Food donations from relatives sought for correctional labor camps

It has recently been reported that North Korea’s network of correctional labor camps run by the Ministry of People’s Security (police), also known as re-education camps (kyohwaso), are permitting more family visits for those bearing food provisions.

“Since last year, there has been a food shortage in the correctional labor camps that has only gotten worse. This has prompted labor camp officials to seek out inmates’ families and encourage them to bring food for their loved ones,” a source in North Hamgyong Province told Daily NK on July 16.

A source from Ryanggang Province corroborated this report, saying, “The officer in charge of one prisoner sent to the labor camp due to a drug-related offense visited his family and said, ‘Visits will be allowed every month now, so please come often.’

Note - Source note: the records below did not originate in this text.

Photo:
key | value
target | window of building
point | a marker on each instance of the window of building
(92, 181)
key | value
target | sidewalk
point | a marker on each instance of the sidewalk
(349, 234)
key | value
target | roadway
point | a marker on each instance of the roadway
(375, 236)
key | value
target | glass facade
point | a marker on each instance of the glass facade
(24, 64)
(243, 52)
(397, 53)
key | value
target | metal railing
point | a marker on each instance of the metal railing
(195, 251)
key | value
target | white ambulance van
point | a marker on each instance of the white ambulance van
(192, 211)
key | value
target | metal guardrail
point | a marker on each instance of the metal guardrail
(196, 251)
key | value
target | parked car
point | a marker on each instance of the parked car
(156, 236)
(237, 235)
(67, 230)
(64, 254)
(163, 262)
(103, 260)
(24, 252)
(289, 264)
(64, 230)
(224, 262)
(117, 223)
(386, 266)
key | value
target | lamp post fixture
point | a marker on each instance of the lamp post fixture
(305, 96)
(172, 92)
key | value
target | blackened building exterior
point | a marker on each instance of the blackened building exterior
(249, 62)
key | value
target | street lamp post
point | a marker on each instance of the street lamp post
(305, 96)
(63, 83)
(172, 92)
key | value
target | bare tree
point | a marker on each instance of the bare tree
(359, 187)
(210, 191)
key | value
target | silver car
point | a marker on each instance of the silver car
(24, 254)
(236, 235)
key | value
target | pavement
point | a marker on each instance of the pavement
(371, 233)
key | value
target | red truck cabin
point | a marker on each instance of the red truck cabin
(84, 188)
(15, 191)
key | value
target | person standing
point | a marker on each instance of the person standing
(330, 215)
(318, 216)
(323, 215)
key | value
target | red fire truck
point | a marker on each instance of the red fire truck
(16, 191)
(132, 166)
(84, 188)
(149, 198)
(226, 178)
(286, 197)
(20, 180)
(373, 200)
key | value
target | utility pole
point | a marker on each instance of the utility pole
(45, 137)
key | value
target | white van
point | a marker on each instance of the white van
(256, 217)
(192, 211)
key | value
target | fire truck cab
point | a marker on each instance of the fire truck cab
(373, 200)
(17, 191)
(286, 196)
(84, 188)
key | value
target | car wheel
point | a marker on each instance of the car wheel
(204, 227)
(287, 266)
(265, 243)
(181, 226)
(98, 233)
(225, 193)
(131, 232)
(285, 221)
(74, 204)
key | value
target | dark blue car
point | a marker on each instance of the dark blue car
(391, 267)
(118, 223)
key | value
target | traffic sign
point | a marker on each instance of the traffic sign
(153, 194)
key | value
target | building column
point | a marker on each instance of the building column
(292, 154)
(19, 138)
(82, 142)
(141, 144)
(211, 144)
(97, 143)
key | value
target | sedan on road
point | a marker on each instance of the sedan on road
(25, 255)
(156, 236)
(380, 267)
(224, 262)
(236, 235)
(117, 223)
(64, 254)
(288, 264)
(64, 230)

“The family went the very next day to the camp despite it not being a scheduled visit day and was able to get in after handing over just one packet of cigarettes. It has become much easier than in the past to make these kinds of visits.”  

Both sources said that the reason the conditions have become relatively relaxed at the labor camps is due to food shortages and the desire of the labor camp administrators to distance themselves from the responsibility of human rights abuses.

The already insufficient food supply at labor camps has been exacerbated by international sanctions, driving up the number of malnourished prisoners.

The government’s response has been to increase pressure on and threaten correctional labor camp officers with responsibility for the deaths of any inmates related to starvation, thereby causing these officials to turn to detainee’s families as a solution.

The development can be interpreted as an indication that the continuous efforts of the international community to improve the human rights conditions in North Korea are prompting change.

“The correctional camp officers have also been calling local police offices asking them to go and meet with the prisoners families. The police officers will then appeal to the families by saying, ‘Your loved one is suffering from malnutrition and has nothing to eat. If you don’t send any food, they will starve to death. They only have days left. Please visit,’” a separate source in North Hamgyong Province said.

“Even though the prisoner’s families are going through hard times themselves, they do whatever they can to try and help. Families most commonly send food items like a taffy-like block made by mixing soybean powder, granulated sugar, and soybean oil.”